University Library, University of Illinois at Urbana-Champaign

Finding Text Data Sets

Where to find data sources for computational text analysis

Social Media Data

Many social media sites have APIs that provide access to textual content, including Twitter, Facebook, and Reddit. Using these APIs requires, generally, some technical know-how and an access key from the data provider. 

Other social media analysis tools:

Crimson Hexagon

  • Crimson Hexagon is a powerful platform for social media analytics. Researchers affiliated with the University of Illinois at Urbana-Champaign can request access through Tech Services

Documenting the Now 

  • Documenting the Now collects tweet data (tweet IDs) and publishes them as an Open Access data sets. They also maintain a tool called Hydrator that turns the tweet IDs into full tweets.

NodeXL 

  • NodeXLis a complex Excel template that can retrieve social media data and supports basic network analysis visualization. Retrieving Twitter data is free; for a fee, researchers can also retrieve Facebook. Youtube, or Flickr data.

NVivo

  • NVivo includes a tool called NCapture for gathering and analyzing Twitter data. This software program is available in the Scholarly Commons.

Social Media Macroscope

  • Developed at Illinois, the Social Media Macroscope has the goal of providing social media analytics tools and data to students and researchers. Check out tools like the Brand Analytics Environment to see how the public interacts with brands, or download a dataset.

TAGS (Twitter Archiving Google Sheet)

  • TAGS is a complex Google Sheets template to retrieve Twitter data. This platform supports basic network analysis visualization.

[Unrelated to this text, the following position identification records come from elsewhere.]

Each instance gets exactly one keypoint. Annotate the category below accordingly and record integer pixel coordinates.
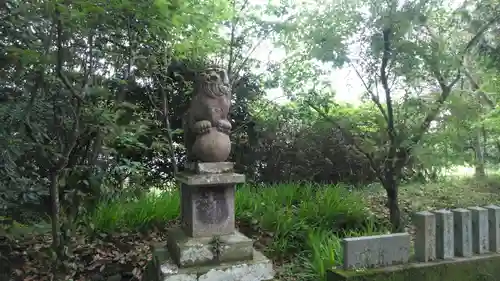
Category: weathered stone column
(207, 246)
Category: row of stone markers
(440, 235)
(445, 234)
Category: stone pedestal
(206, 246)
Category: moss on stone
(479, 268)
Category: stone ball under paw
(213, 146)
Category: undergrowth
(304, 221)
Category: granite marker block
(494, 227)
(480, 240)
(425, 236)
(445, 248)
(376, 251)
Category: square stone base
(188, 251)
(162, 268)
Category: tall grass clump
(302, 222)
(306, 220)
(136, 214)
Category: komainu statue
(206, 124)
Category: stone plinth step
(209, 179)
(163, 268)
(189, 251)
(210, 167)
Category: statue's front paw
(224, 126)
(202, 127)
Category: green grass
(303, 222)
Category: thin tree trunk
(391, 187)
(55, 216)
(479, 155)
(169, 130)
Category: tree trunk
(479, 155)
(391, 188)
(55, 206)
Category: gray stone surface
(445, 246)
(162, 268)
(480, 240)
(209, 179)
(425, 236)
(494, 227)
(210, 167)
(207, 210)
(188, 251)
(376, 251)
(463, 232)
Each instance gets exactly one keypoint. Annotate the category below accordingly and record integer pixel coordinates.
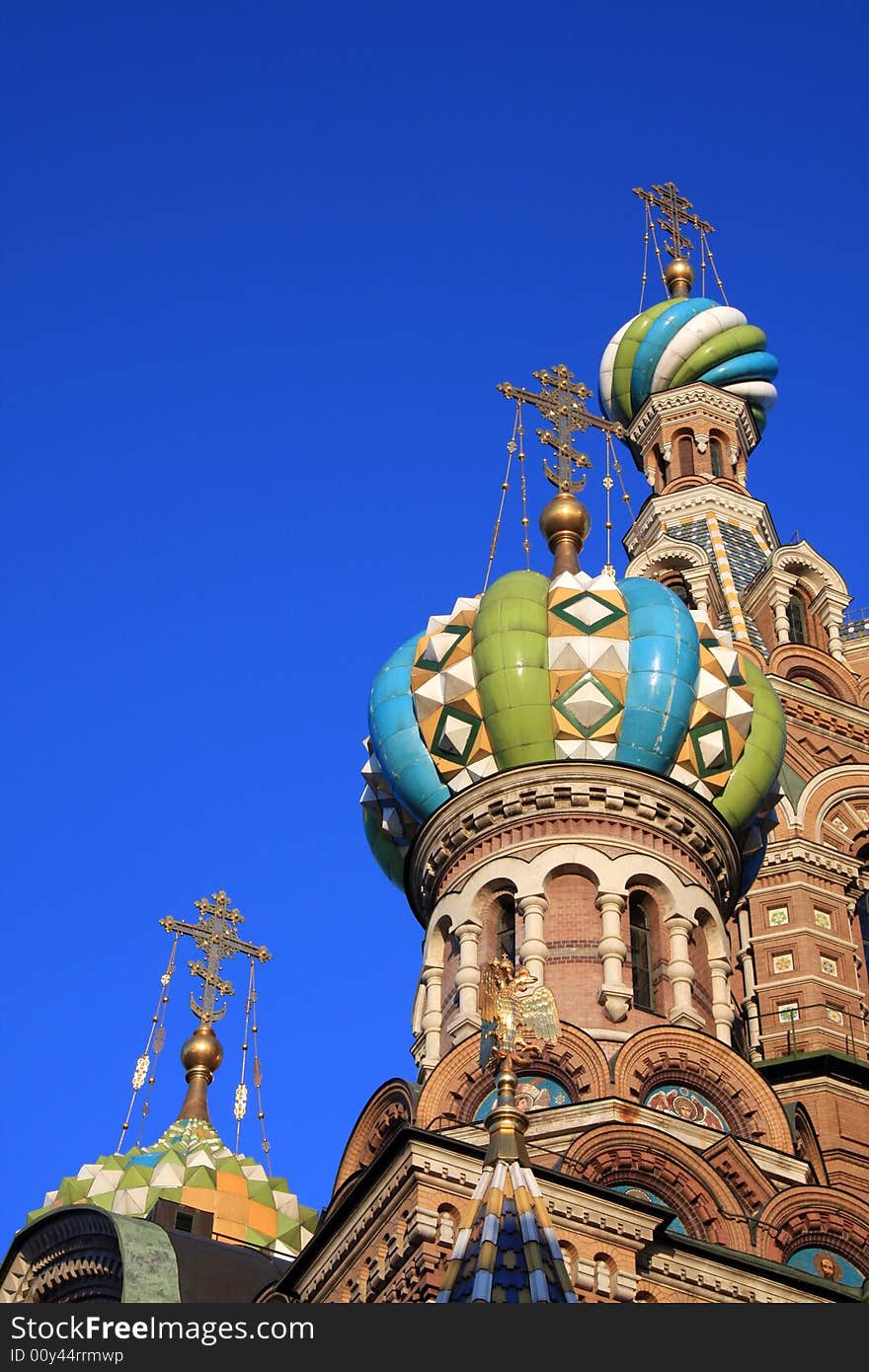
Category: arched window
(507, 928)
(685, 450)
(640, 953)
(679, 587)
(797, 619)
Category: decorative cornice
(581, 791)
(813, 857)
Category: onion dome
(682, 341)
(572, 668)
(193, 1167)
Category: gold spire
(507, 1232)
(565, 520)
(514, 1021)
(215, 935)
(675, 211)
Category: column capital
(531, 900)
(467, 926)
(611, 900)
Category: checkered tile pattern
(191, 1165)
(446, 700)
(720, 720)
(588, 664)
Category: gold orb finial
(678, 276)
(565, 523)
(200, 1056)
(202, 1051)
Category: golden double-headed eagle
(515, 1020)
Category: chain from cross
(217, 938)
(675, 211)
(562, 402)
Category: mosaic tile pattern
(588, 664)
(577, 668)
(193, 1167)
(745, 558)
(507, 1252)
(446, 700)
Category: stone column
(697, 587)
(533, 951)
(681, 973)
(722, 1010)
(750, 1002)
(614, 995)
(465, 1021)
(830, 618)
(433, 1016)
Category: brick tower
(592, 780)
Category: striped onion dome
(682, 341)
(572, 668)
(193, 1167)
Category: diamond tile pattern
(720, 720)
(446, 701)
(191, 1165)
(588, 664)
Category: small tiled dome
(193, 1167)
(682, 341)
(573, 668)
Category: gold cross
(562, 402)
(217, 938)
(675, 211)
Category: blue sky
(264, 267)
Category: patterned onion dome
(191, 1165)
(682, 341)
(593, 670)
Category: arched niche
(622, 1154)
(457, 1086)
(391, 1107)
(669, 1055)
(816, 1217)
(809, 665)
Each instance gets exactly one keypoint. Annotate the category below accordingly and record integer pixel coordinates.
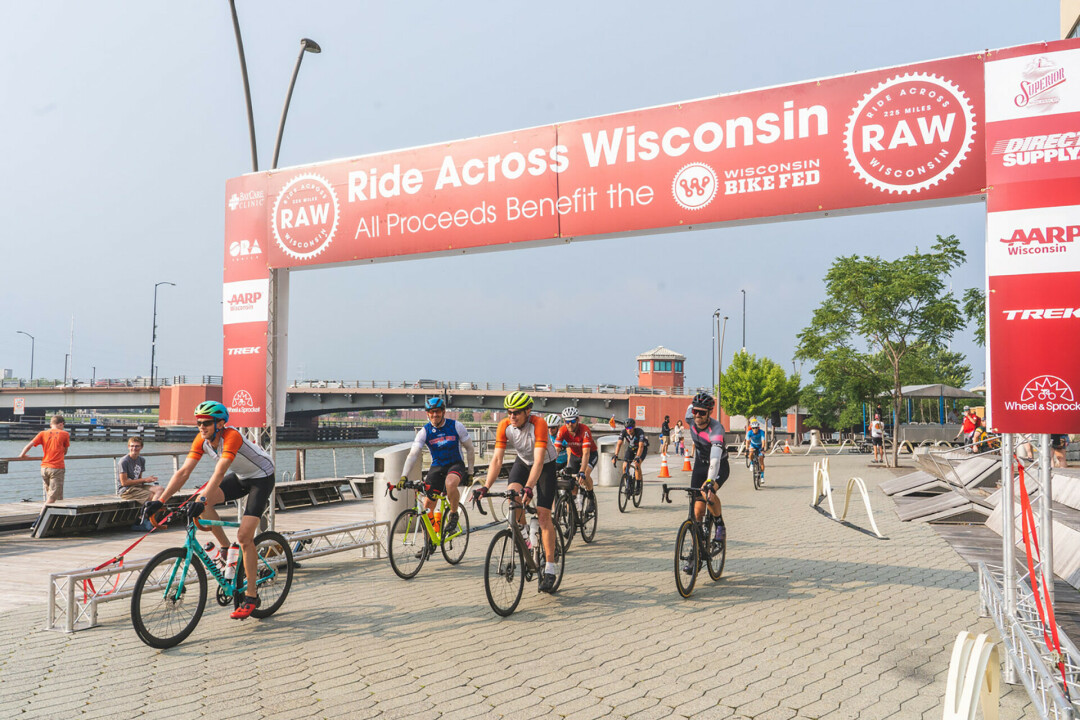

Each tool above has its own limitations and strengths; visit the links for more information, or see the Commons Knowledge blog post on social media analysis tools.

Song Lyrics

Genius

  • Genius, formerly Rap Genius, is a reliable web source of song lyrics from all genres. They also publish news, interviews with artists, and other content related to popular music.
  • Data Mining Instructions: Access the Genius API. An API key and Genius account is required. The Genius API does not have downloading functionality; you will need to use another method to download the data (try this Python package!).

Case Law Documents

Case.law

  • Case.law is a project aiming to make caselaw more publicly accessible. Over six million court documents have been digitized from the Harvard Law Library's collections, covering cases from 1658 to 2018.
  • Data Mining Instructions: Download text files in bulk, or use the API. Only cases from two jurisdictions (Arkansas and Illinois) are publicly available for bulk download and API retrieval; for the remainder, the researcher will need to create an account, and request an API key or unlimited bulk data access.